Cayó en una riada de roca aplastante. El ogro con la espada de Katsu tambaleó y cayó cuando una roca del tamaño de un pecho convirtió su cabeza en una ruina roja. Otro intentó alzarse, hasta quedar sepultado bajo una avalancha de tierra suelta. Piedras llovieron, ahogando los rugidos del último ogro. Dio un paso tambaleante, con la pierna destrozada por un peñasco.

El ogro cayó sobre Katsu. Su brazo se quebró como leña seca, el dolor tan agudo como aquella magari-yari del Clan León hacía ya tantos años. Aunque las rocas lo habían perdonado, el peso del monstruo moribundo le aplastaba los pulmones. Manchas oscuras devoraban su visión. Jadeó, las costillas rotas crujiendo unas contra otras mientras luchaba por tomar aire.

Algo se anudó en su hombro y tiró con fuerza. La agonía de ser lentamente aplastado no era nada comparada con la de ser arrancado de debajo del cadáver.

Una sombra se inclinó sobre él. Unas manos le desgarraron la ropa mientras Nara trataba de contener las heridas que ahora sangraban libremente sin la presión.

“No malgastes tu tiempo” logró resollar.

“Es mi Recorrido. No puedes decirme qué hacer, viejo.” Lágrimas surcaban las mejillas sucias de la joven noble mientras arrancaba jirones de lo que habían sido sus ropas finas.

“He visto suficiente muerte como para saber cuándo es mi turno.” Le apartó las manos con el único brazo que le quedaba. “Si quieres ayudar, incorpórame.”

Ella lo acomodó contra un peñasco y le acercó un cantimplora a los labios. Solo agua. Una lástima, pero no había remedio.

Katsu se limpió la boca, cuidando de no mirar el desastre que los ogros habían hecho de él. “Perdí tu arco.”

“Puedo conseguir otro.” La voz de Nara sonaba tan áspera como los riscos.

Un suave relincho llegó de la izquierda. Con esfuerzo, Katsu giró la cabeza para ver a Mondai. Aunque la montura llevaba la silla arañada y un largo raspón en el lomo, parecía en su mayor parte ilesa.

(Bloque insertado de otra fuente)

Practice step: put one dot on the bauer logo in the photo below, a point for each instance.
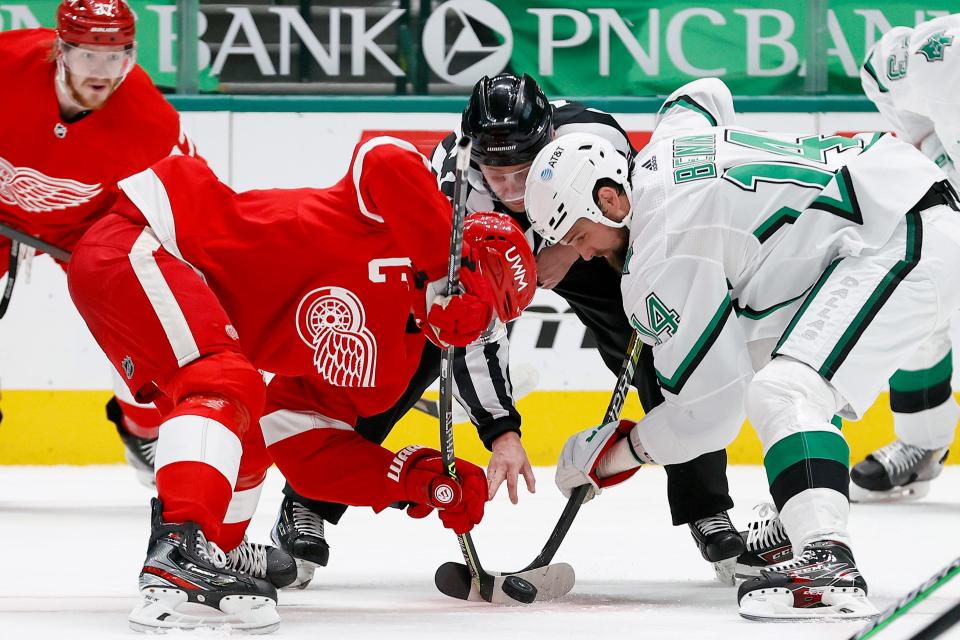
(462, 41)
(443, 494)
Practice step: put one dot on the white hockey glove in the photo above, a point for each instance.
(581, 457)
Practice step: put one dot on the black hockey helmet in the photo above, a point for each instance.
(508, 119)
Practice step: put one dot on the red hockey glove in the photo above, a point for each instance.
(425, 483)
(459, 319)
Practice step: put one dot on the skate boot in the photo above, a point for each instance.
(719, 543)
(299, 532)
(274, 565)
(822, 583)
(898, 471)
(766, 540)
(185, 577)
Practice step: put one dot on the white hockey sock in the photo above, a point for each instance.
(816, 514)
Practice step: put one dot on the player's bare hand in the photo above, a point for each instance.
(509, 461)
(553, 263)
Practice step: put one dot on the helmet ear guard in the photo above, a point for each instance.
(506, 261)
(562, 180)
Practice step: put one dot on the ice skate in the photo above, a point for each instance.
(263, 561)
(766, 541)
(719, 543)
(186, 584)
(823, 583)
(896, 472)
(299, 532)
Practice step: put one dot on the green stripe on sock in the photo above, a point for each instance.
(924, 378)
(802, 446)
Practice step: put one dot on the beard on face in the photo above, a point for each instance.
(81, 99)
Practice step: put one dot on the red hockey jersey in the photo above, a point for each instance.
(317, 282)
(58, 177)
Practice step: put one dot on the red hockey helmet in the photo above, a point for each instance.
(506, 260)
(89, 22)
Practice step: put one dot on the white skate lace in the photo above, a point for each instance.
(809, 556)
(249, 558)
(306, 521)
(765, 530)
(713, 524)
(898, 457)
(210, 552)
(148, 449)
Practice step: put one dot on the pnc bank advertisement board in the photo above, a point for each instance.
(573, 47)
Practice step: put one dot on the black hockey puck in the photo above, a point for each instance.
(519, 589)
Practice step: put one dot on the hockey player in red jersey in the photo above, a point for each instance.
(193, 290)
(77, 115)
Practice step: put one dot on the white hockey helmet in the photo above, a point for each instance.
(562, 179)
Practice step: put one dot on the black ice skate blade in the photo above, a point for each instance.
(550, 582)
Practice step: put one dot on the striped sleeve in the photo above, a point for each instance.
(481, 382)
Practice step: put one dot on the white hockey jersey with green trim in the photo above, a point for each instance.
(732, 227)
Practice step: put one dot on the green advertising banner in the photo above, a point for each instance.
(156, 33)
(572, 47)
(631, 47)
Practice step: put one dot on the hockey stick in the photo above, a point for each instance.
(17, 238)
(455, 576)
(908, 601)
(36, 243)
(517, 588)
(943, 622)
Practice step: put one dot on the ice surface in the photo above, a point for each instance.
(72, 539)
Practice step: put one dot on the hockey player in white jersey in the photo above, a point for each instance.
(785, 278)
(913, 76)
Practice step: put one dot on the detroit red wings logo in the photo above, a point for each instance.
(36, 192)
(332, 321)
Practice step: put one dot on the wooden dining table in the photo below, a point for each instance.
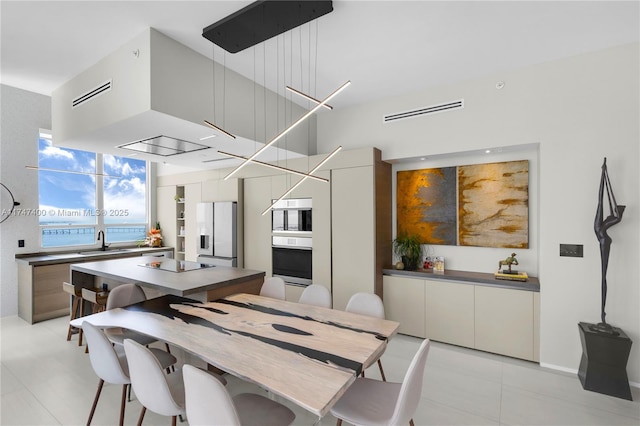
(306, 354)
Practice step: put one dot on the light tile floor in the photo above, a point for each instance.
(46, 380)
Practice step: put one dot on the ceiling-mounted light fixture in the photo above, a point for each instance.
(288, 129)
(273, 166)
(221, 130)
(307, 97)
(257, 23)
(290, 190)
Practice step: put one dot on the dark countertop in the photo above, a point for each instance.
(477, 278)
(40, 259)
(177, 283)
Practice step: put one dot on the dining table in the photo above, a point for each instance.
(306, 354)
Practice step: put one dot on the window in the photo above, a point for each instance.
(81, 193)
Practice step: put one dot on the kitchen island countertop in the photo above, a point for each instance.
(203, 284)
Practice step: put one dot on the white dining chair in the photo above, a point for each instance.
(273, 287)
(371, 305)
(209, 403)
(317, 295)
(110, 364)
(370, 402)
(161, 393)
(121, 296)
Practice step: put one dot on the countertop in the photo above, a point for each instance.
(477, 278)
(177, 283)
(39, 259)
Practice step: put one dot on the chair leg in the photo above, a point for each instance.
(384, 379)
(95, 401)
(81, 314)
(166, 345)
(74, 315)
(123, 403)
(144, 410)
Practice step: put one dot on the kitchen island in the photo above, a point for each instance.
(169, 276)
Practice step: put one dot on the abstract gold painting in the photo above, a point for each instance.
(426, 204)
(493, 205)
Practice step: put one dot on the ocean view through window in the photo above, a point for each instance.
(81, 193)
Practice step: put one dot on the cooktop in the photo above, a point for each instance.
(173, 265)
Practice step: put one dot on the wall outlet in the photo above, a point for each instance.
(571, 250)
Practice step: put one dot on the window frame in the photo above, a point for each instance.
(100, 224)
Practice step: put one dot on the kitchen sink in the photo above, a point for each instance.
(99, 252)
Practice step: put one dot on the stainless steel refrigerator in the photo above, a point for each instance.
(217, 233)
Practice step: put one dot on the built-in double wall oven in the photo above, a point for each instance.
(292, 242)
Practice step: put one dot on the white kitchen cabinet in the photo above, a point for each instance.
(166, 215)
(360, 228)
(504, 321)
(478, 315)
(404, 303)
(192, 196)
(449, 313)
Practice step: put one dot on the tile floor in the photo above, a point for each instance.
(46, 380)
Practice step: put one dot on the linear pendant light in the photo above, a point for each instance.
(307, 97)
(288, 129)
(273, 166)
(334, 152)
(210, 124)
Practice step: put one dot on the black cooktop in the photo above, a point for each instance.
(173, 265)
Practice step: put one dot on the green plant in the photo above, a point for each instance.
(408, 248)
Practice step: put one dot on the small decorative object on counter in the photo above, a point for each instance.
(511, 260)
(428, 263)
(154, 237)
(438, 264)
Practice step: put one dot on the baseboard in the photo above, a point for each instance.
(575, 371)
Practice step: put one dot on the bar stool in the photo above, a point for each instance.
(98, 300)
(77, 308)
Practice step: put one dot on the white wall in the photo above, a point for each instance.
(579, 110)
(23, 114)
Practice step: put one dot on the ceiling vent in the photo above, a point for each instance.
(449, 106)
(91, 94)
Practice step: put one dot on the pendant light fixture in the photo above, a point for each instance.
(267, 19)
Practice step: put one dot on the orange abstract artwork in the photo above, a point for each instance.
(426, 204)
(493, 205)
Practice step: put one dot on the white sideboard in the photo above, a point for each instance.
(466, 309)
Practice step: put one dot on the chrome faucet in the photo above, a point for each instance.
(101, 234)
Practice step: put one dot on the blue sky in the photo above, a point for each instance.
(70, 198)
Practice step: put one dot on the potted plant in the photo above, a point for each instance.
(409, 249)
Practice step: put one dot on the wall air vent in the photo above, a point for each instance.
(91, 94)
(449, 106)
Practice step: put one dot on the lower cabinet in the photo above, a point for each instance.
(492, 319)
(450, 312)
(504, 321)
(404, 303)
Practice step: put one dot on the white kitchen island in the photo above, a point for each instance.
(169, 276)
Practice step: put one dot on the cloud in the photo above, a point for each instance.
(51, 151)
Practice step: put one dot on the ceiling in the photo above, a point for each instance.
(386, 48)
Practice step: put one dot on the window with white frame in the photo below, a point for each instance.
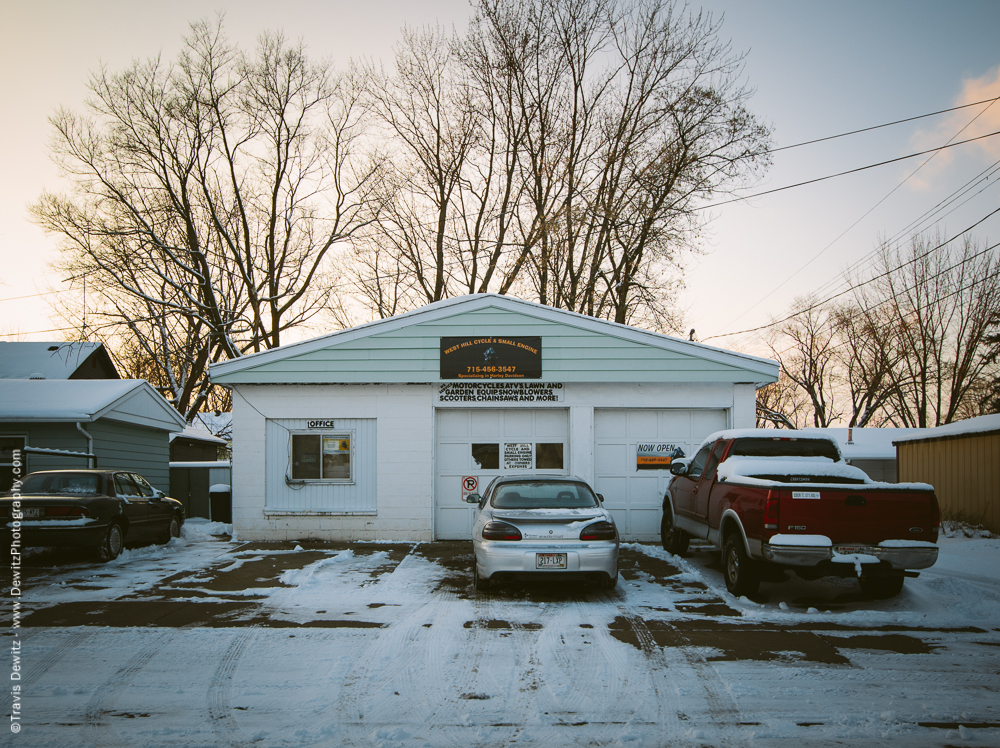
(323, 457)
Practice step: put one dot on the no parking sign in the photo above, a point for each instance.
(470, 484)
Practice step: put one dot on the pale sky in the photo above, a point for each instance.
(819, 69)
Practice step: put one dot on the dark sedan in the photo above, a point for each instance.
(99, 509)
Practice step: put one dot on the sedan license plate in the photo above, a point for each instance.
(550, 560)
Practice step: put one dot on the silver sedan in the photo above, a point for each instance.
(543, 526)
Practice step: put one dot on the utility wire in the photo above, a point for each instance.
(863, 283)
(845, 173)
(876, 127)
(867, 258)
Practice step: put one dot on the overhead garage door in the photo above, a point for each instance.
(482, 443)
(633, 492)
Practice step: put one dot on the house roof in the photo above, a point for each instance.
(970, 427)
(77, 360)
(576, 348)
(869, 443)
(197, 434)
(87, 400)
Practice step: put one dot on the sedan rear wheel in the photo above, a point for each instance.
(674, 541)
(477, 581)
(112, 544)
(173, 530)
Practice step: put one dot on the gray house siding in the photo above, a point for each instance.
(122, 445)
(116, 445)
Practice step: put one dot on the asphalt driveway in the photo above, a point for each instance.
(389, 645)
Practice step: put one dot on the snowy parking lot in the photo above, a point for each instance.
(207, 642)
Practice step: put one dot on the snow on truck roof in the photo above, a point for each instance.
(768, 434)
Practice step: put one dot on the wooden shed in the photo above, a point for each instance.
(962, 461)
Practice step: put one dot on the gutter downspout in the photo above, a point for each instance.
(91, 457)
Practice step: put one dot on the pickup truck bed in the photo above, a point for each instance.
(775, 501)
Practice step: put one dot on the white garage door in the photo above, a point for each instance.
(634, 495)
(483, 443)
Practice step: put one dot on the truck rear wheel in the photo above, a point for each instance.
(674, 541)
(741, 572)
(881, 584)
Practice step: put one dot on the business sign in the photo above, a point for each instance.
(517, 456)
(491, 357)
(658, 456)
(500, 392)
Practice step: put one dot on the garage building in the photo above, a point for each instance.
(379, 431)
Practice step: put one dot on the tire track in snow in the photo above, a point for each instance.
(219, 696)
(100, 708)
(38, 667)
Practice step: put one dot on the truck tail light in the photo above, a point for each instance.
(771, 511)
(599, 531)
(501, 531)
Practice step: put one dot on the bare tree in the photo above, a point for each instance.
(557, 150)
(208, 195)
(941, 298)
(805, 347)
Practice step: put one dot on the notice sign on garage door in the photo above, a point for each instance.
(491, 357)
(656, 456)
(517, 456)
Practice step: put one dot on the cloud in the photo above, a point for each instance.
(963, 125)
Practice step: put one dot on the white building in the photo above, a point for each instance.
(378, 432)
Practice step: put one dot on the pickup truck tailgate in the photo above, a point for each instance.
(858, 515)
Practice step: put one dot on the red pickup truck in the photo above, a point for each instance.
(775, 501)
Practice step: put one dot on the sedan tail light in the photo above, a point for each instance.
(771, 511)
(599, 531)
(65, 511)
(501, 531)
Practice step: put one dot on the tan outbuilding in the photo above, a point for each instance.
(962, 461)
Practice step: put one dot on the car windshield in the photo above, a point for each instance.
(785, 447)
(62, 484)
(544, 495)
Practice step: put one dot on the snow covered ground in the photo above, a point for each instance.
(207, 642)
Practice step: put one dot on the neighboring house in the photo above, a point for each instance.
(872, 449)
(111, 423)
(380, 431)
(80, 360)
(198, 472)
(962, 461)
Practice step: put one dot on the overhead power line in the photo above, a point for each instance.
(887, 124)
(863, 283)
(849, 171)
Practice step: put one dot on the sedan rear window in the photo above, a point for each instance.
(62, 484)
(544, 495)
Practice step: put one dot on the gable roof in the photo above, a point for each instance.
(76, 360)
(575, 348)
(978, 426)
(87, 400)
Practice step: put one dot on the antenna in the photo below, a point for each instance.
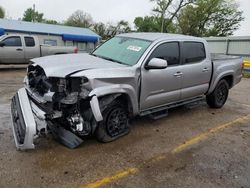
(33, 14)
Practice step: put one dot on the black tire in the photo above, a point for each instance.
(219, 96)
(115, 123)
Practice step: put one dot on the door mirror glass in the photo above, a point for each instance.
(2, 44)
(157, 63)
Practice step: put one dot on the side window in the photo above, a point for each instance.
(168, 51)
(50, 42)
(29, 41)
(193, 52)
(13, 41)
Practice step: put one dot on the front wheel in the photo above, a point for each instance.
(219, 96)
(115, 123)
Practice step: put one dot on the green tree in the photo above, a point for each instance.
(210, 18)
(2, 12)
(31, 15)
(101, 29)
(80, 19)
(147, 24)
(120, 27)
(51, 22)
(167, 10)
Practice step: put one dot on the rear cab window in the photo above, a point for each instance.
(193, 52)
(169, 51)
(29, 41)
(14, 41)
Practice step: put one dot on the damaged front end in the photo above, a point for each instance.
(61, 106)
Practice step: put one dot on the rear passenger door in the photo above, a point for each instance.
(162, 86)
(12, 51)
(196, 69)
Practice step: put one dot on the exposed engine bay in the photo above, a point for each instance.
(65, 101)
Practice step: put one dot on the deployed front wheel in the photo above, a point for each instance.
(115, 123)
(219, 96)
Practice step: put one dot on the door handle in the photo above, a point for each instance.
(178, 74)
(205, 69)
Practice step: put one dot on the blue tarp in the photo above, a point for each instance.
(80, 38)
(1, 31)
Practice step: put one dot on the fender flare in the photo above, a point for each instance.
(218, 78)
(112, 89)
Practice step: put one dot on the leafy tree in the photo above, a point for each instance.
(120, 27)
(2, 12)
(80, 19)
(210, 18)
(147, 24)
(153, 24)
(51, 22)
(100, 29)
(31, 15)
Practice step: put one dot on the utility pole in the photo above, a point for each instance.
(33, 14)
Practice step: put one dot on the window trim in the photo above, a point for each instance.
(193, 62)
(26, 44)
(165, 42)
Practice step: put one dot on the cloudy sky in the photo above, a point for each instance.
(101, 10)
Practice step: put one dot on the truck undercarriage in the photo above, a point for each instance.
(46, 105)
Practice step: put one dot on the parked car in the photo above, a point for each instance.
(134, 74)
(21, 48)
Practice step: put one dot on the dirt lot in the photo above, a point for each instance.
(197, 147)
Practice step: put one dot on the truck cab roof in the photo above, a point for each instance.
(159, 36)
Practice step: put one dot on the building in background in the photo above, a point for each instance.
(56, 35)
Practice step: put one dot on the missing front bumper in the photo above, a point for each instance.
(23, 121)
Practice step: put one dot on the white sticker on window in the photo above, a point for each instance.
(134, 48)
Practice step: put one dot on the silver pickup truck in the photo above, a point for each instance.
(16, 48)
(77, 95)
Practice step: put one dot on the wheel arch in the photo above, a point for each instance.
(228, 76)
(124, 93)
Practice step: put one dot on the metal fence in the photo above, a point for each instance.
(239, 46)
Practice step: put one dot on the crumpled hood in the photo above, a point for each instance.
(66, 64)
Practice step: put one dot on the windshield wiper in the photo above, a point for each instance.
(109, 59)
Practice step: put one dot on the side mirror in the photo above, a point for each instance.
(156, 63)
(2, 44)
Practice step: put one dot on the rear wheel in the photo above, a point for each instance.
(219, 96)
(115, 123)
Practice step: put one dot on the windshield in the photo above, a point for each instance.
(122, 50)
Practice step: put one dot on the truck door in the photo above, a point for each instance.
(196, 68)
(11, 50)
(161, 86)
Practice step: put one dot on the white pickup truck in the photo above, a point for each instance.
(18, 49)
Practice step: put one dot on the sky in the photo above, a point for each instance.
(101, 10)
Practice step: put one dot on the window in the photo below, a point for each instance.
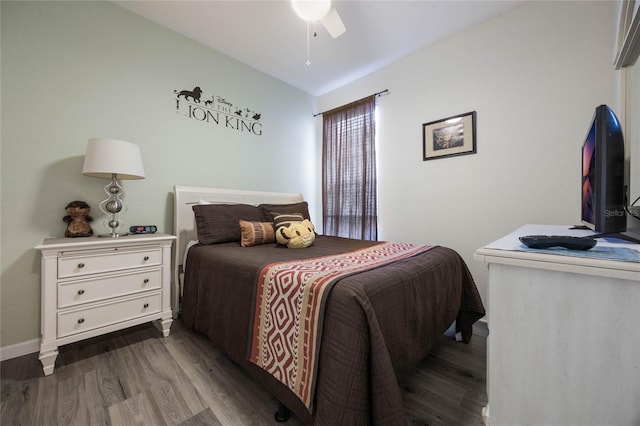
(349, 188)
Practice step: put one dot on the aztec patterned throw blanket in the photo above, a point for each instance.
(290, 296)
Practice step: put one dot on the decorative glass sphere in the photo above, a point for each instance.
(113, 206)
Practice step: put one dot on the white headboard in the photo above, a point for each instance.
(185, 197)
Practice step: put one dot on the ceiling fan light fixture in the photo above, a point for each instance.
(311, 10)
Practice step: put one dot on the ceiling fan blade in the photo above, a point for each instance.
(333, 23)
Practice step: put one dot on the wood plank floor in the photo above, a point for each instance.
(137, 377)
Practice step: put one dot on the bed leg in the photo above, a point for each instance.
(283, 413)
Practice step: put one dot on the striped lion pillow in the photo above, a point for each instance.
(254, 233)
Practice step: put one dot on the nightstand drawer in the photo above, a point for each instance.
(80, 320)
(71, 265)
(91, 290)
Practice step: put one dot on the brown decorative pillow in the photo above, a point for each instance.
(254, 233)
(268, 210)
(218, 223)
(285, 219)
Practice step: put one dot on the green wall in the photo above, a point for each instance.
(72, 71)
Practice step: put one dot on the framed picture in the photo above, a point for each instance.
(450, 136)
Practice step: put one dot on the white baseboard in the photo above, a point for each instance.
(19, 349)
(30, 346)
(481, 328)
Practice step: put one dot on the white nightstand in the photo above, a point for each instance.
(92, 286)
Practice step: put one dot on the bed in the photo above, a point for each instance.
(373, 324)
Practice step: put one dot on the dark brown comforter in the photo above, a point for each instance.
(378, 324)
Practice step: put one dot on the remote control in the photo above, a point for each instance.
(548, 241)
(143, 229)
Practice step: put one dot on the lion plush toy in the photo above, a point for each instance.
(297, 234)
(77, 220)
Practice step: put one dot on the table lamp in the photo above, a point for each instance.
(113, 159)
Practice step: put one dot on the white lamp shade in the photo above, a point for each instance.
(108, 156)
(311, 10)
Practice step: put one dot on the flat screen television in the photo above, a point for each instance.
(603, 187)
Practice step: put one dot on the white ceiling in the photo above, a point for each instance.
(269, 36)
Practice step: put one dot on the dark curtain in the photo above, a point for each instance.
(349, 188)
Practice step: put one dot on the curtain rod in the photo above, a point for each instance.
(380, 93)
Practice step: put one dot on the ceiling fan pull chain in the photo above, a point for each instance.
(308, 54)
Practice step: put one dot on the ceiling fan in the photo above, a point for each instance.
(320, 10)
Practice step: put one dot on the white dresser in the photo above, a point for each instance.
(564, 339)
(92, 286)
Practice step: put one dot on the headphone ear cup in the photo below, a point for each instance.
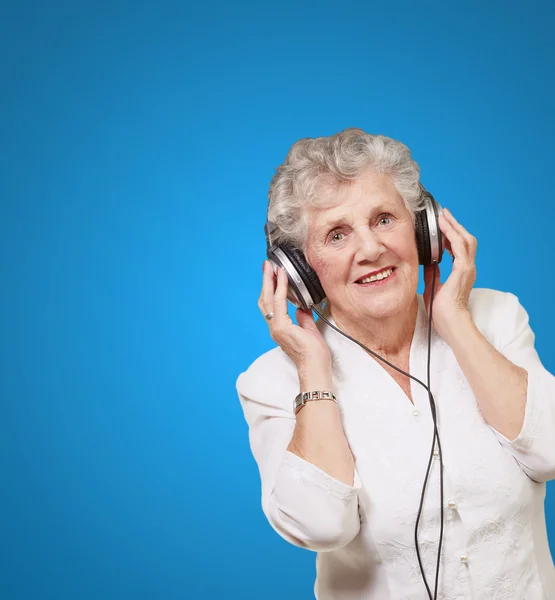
(422, 234)
(306, 272)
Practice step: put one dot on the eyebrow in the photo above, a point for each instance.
(383, 207)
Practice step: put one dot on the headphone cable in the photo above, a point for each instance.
(436, 435)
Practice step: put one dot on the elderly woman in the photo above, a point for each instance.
(351, 470)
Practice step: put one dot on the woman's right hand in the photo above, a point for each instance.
(303, 343)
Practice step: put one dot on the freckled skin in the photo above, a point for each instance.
(368, 228)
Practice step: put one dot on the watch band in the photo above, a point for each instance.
(305, 397)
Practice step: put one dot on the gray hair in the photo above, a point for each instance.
(314, 166)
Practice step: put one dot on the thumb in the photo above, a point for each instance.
(305, 319)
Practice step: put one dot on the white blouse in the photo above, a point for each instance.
(494, 542)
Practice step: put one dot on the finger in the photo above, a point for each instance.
(458, 227)
(280, 296)
(457, 243)
(429, 276)
(266, 300)
(305, 319)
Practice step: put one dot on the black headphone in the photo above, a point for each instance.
(305, 289)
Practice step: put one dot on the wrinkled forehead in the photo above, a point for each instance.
(336, 201)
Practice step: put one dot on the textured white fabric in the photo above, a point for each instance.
(495, 543)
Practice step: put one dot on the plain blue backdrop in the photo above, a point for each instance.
(138, 140)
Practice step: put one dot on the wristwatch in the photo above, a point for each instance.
(305, 397)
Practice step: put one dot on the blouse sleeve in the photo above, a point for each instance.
(534, 447)
(304, 504)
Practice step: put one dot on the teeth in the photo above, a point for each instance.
(381, 275)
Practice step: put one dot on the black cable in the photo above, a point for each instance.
(436, 434)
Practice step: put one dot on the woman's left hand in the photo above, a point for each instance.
(451, 297)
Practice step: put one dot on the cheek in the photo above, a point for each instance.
(326, 268)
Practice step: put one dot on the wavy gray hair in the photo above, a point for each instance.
(314, 166)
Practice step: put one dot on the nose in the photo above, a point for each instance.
(369, 245)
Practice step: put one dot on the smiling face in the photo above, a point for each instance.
(363, 250)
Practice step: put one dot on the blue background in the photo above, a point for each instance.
(138, 141)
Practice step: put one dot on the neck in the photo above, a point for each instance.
(389, 336)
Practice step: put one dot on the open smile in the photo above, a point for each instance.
(377, 278)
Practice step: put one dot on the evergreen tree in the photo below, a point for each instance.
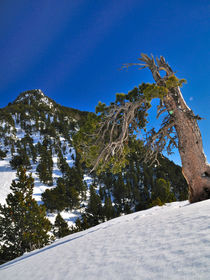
(23, 223)
(60, 228)
(94, 212)
(108, 209)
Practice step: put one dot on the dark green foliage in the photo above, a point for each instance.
(60, 228)
(94, 210)
(3, 154)
(63, 196)
(23, 223)
(108, 209)
(20, 160)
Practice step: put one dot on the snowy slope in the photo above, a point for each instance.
(168, 242)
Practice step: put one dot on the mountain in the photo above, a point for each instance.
(38, 134)
(168, 242)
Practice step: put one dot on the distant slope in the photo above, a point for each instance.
(168, 242)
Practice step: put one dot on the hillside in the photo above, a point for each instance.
(168, 242)
(39, 135)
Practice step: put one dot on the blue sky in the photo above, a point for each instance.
(73, 49)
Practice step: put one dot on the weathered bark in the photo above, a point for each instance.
(195, 168)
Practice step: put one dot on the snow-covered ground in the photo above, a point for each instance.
(168, 242)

Satisfecho, Katsu volvió la vista a Nara. “Cuida bien de él.”

Ella dejó escapar un ruido a medio camino entre la risa y el sollozo. “Creo que será él quien cuide de mí.”

“Te llevará a casa.” Los miembros de Katsu estaban entumecidos, su voz lejana. “Esto dará para un buen relato.”

“Lo dará.” Asintió. “Aunque no para mí.”

La sorpresa se abrió paso incluso entre los sentidos apagados de Katsu.

“Creí entender el Gran Recorrido, pero estaba equivocada.” Nara le apoyó una mano en el brazo. “No se trata de gloria personal, sino de volver al clan con una historia digna. No la mía, sino la tuya.”

“¿Y esa será la historia que contarás?” preguntó Katsu.

Ella sonrió. “A cualquiera que quiera escuchar.”

Le costaba respirar, pero al menos el dolor había menguado.

Nara le aferró el brazo. “Sigue cabalgando, Shinjo Katsu. Las hogueras de nuestros ancestros te esperan.”

Él soltó una risa áspera.

El elogio arruinado, Nara ladeó la cabeza.

“Perdona.” Su voz era apenas un susurro. “Es solo que es la primera vez que usas mi nombre.”

Se sentía como si Katsu resbalara de nuevo por un largo túnel, la visión reduciéndose hasta un minúsculo alfilerazo de luz. Aun así, escuchó las palabras de Nara, claras como el viento sobre las estepas.

«No será la última.»

Aunque le costó sus últimas fuerzas, Katsu sonrió a su joven protegida. No. Ya no era una joven. No más. La mujer que se alzaba ante él era una samurái. Una Unicornio. Una Shinjo.

Quizá, después de todo, hubiera algo que decir en favor del Gran Recorrido.